Hell and High Water is the title of ER episode 33 that aired on November 9th, 1995 as part of season 2. This episode has found its way to my favorite ER episode ever as it has for many fans. All regularly recurring characters from season 2 appear in the episode with the exception of Sherry Stringfield (Dr. Susan Lewis).
Synopsis of Main Plot Thread
Dr. Doug Ross finds a child trapped in a drainage pipe in the midst of a terrible Chicago storm. Dr. Ross attempts to save the child amidst the rain and rapidly filling pipe.
Spoiler Alert for those who actually haven’t seen this episode and don’t want it ruined.
Summary of Ross’ Rescue (or: Why I Still Love This Episode After All These Years)
The episode attaches itself to the viewer right off the bat when Ross is sitting in his car with a flat tire and feels the weight of his world on his shoulders. He considers smoking a marijuana joint and almost even lights it when the weight of another’s life crashes into his: a young boy appears banging at his car window screaming for help. The boy’s brother is trapped in a drainpipe, his leg stuck in the grate, where they were playing when the storm started. The drama of saving the boy from the simultaneous dangers of drowning and hypothermia accent the first half or so of the episode. The rescue sequence then crescendos when Doug frees the boy who then passes out. A rescue chopper arrives but will only take them to Mercy, which Doug finds unacceptable and instead he takes a news chopper to County. The episode ends with an incredible save, a stitched up Dr. Ross, and a new view on life for many.
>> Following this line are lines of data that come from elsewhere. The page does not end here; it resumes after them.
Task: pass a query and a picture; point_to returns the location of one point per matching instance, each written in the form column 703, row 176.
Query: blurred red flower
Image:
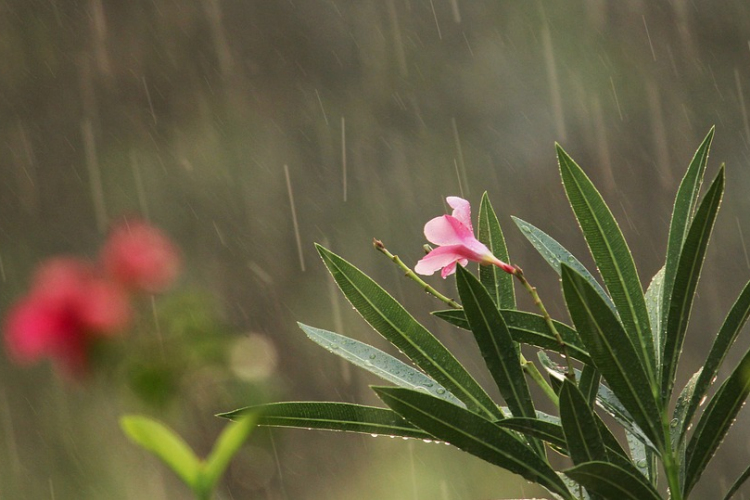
column 140, row 257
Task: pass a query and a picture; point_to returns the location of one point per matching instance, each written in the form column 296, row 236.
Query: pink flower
column 457, row 245
column 140, row 257
column 68, row 306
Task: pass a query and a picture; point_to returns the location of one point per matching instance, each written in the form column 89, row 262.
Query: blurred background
column 248, row 130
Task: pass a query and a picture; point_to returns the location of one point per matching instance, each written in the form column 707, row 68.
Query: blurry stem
column 518, row 273
column 413, row 276
column 532, row 371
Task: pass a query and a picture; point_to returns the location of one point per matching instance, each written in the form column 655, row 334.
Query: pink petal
column 461, row 210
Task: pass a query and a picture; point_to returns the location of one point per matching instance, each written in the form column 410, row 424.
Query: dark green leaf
column 731, row 327
column 499, row 284
column 473, row 434
column 612, row 353
column 716, row 421
column 612, row 481
column 686, row 280
column 579, row 426
column 555, row 254
column 527, row 328
column 394, row 323
column 378, row 362
column 332, row 417
column 612, row 257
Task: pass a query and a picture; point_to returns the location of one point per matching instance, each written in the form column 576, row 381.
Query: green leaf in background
column 685, row 202
column 499, row 284
column 685, row 282
column 731, row 327
column 473, row 434
column 527, row 328
column 393, row 322
column 332, row 417
column 378, row 362
column 555, row 254
column 163, row 442
column 612, row 481
column 227, row 445
column 612, row 353
column 716, row 421
column 579, row 426
column 612, row 257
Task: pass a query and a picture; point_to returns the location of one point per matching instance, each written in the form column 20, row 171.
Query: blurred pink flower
column 67, row 307
column 457, row 245
column 140, row 257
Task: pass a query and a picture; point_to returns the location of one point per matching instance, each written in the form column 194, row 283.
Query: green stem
column 518, row 273
column 413, row 276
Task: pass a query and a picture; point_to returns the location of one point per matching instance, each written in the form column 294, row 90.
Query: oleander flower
column 140, row 257
column 69, row 305
column 457, row 245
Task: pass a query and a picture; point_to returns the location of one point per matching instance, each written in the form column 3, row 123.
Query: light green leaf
column 555, row 254
column 378, row 362
column 528, row 328
column 394, row 323
column 612, row 353
column 731, row 327
column 227, row 445
column 499, row 284
column 716, row 421
column 612, row 481
column 473, row 434
column 612, row 257
column 685, row 282
column 163, row 442
column 332, row 417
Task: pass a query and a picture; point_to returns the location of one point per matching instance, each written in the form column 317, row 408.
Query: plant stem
column 413, row 276
column 518, row 273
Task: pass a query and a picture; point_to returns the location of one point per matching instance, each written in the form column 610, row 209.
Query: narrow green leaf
column 684, row 206
column 393, row 322
column 527, row 328
column 579, row 426
column 499, row 284
column 613, row 481
column 378, row 362
column 716, row 421
column 612, row 257
column 555, row 254
column 686, row 280
column 163, row 442
column 473, row 434
column 731, row 327
column 612, row 353
column 227, row 445
column 331, row 417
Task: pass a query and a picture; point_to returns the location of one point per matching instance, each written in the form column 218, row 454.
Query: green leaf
column 716, row 421
column 163, row 442
column 227, row 445
column 332, row 417
column 612, row 481
column 684, row 206
column 527, row 328
column 555, row 254
column 499, row 284
column 612, row 257
column 473, row 434
column 394, row 323
column 378, row 362
column 685, row 282
column 731, row 327
column 612, row 353
column 579, row 425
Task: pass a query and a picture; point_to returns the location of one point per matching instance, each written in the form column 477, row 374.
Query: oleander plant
column 618, row 355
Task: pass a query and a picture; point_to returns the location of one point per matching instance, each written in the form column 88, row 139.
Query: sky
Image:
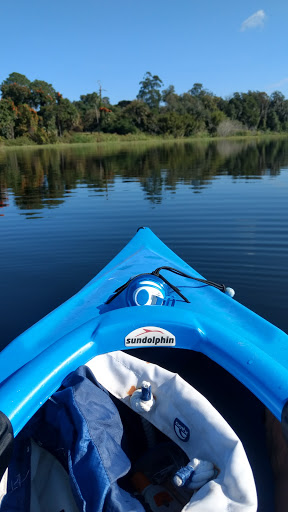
column 78, row 45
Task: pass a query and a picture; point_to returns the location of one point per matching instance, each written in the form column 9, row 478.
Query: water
column 222, row 206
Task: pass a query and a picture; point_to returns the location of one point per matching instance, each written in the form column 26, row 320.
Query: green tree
column 8, row 115
column 149, row 91
column 141, row 116
column 67, row 116
column 17, row 78
column 26, row 122
column 42, row 93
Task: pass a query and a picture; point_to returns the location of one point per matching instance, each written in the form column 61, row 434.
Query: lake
column 222, row 206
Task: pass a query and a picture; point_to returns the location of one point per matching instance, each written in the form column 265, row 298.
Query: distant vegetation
column 35, row 113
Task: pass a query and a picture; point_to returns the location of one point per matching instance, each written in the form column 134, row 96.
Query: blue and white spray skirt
column 70, row 456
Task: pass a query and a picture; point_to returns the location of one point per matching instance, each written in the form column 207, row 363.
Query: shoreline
column 123, row 140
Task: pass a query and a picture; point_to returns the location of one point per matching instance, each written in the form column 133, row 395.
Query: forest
column 33, row 112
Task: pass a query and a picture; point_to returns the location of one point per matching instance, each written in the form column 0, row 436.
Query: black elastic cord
column 220, row 287
column 156, row 273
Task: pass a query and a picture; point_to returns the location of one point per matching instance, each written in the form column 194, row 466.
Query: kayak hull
column 33, row 366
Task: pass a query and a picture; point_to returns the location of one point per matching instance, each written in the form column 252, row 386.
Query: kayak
column 110, row 314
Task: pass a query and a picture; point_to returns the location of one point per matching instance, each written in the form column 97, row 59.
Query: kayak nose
column 146, row 291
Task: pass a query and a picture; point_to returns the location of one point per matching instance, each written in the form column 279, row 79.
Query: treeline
column 38, row 113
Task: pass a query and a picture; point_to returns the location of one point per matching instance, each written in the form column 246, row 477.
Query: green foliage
column 42, row 93
column 17, row 78
column 26, row 122
column 149, row 91
column 8, row 115
column 34, row 111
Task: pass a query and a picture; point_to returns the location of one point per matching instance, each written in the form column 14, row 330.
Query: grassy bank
column 115, row 139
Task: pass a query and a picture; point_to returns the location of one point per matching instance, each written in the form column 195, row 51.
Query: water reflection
column 43, row 178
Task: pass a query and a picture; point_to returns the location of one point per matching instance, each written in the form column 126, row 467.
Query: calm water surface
column 222, row 206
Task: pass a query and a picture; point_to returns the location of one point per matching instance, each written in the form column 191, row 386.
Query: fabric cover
column 208, row 436
column 81, row 427
column 78, row 438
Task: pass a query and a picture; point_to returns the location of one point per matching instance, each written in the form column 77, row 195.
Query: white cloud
column 255, row 20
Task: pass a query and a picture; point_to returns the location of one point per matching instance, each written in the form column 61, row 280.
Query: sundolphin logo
column 181, row 430
column 150, row 337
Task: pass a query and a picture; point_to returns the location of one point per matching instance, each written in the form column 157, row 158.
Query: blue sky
column 227, row 46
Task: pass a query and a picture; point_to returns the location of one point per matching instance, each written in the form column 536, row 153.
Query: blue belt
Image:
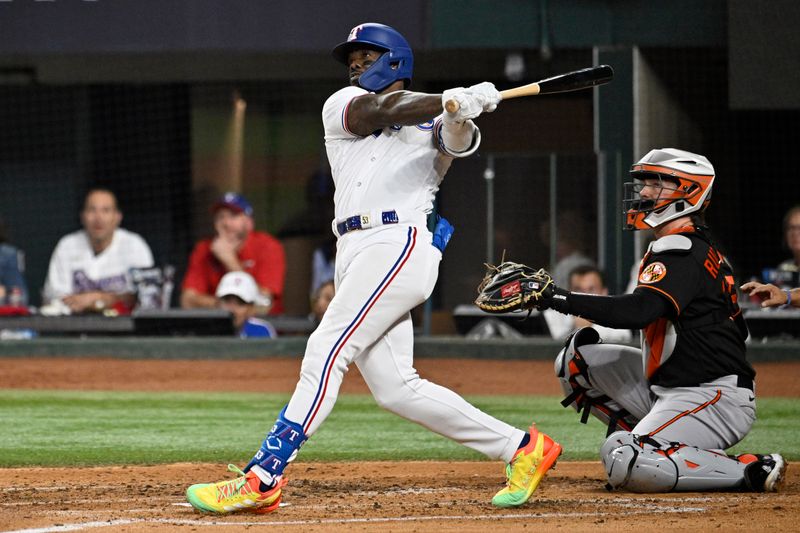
column 364, row 222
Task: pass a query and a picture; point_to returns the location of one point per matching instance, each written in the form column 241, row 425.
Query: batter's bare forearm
column 404, row 108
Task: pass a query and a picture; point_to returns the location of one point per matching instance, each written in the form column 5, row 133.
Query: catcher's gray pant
column 381, row 274
column 608, row 381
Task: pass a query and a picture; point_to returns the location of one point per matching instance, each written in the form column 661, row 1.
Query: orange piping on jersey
column 697, row 409
column 654, row 336
column 689, row 228
column 671, row 299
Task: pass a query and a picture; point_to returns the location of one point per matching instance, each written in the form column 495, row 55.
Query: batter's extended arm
column 372, row 112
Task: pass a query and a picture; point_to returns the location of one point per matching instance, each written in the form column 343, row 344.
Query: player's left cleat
column 766, row 474
column 241, row 494
column 527, row 468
Summary of Secondary Plot Thread (or: By The Way, This Happens Too)
A little girl is brought in from a pedestrian versus motor vehicle and treated by Dr. Peter Benton. She dies. Wasn’t that interesting.
Summary of Background Plots (or: I Guess There Was More…)
An old woman gets caught smoking marijuana in her room, blames glaucoma, and did not have it. There’s a new computer in the reception area, which Jerry doesn’t care for, and Benton gets screwed with additional work.
Medical Review (or: There’s Some Truth To That Tube)
Doug needed to open the boy’s airway after rescue and could not do so through the mouth so he gave the boy a cricothyroidotomy through his throat. While in transport, Doug performed CPR and gave the boy Lidocaine via IV.
Final Thoughts (or: Thoughts of the Final Sort)
I love this episode. Doug Ross’ determination regardless of administration is highlighted when he comes face to face with two of his greatest passions for work: medicine and children. This episode really has the classic hero feel to it and though it is predictable and over dramatized that’s why I love it.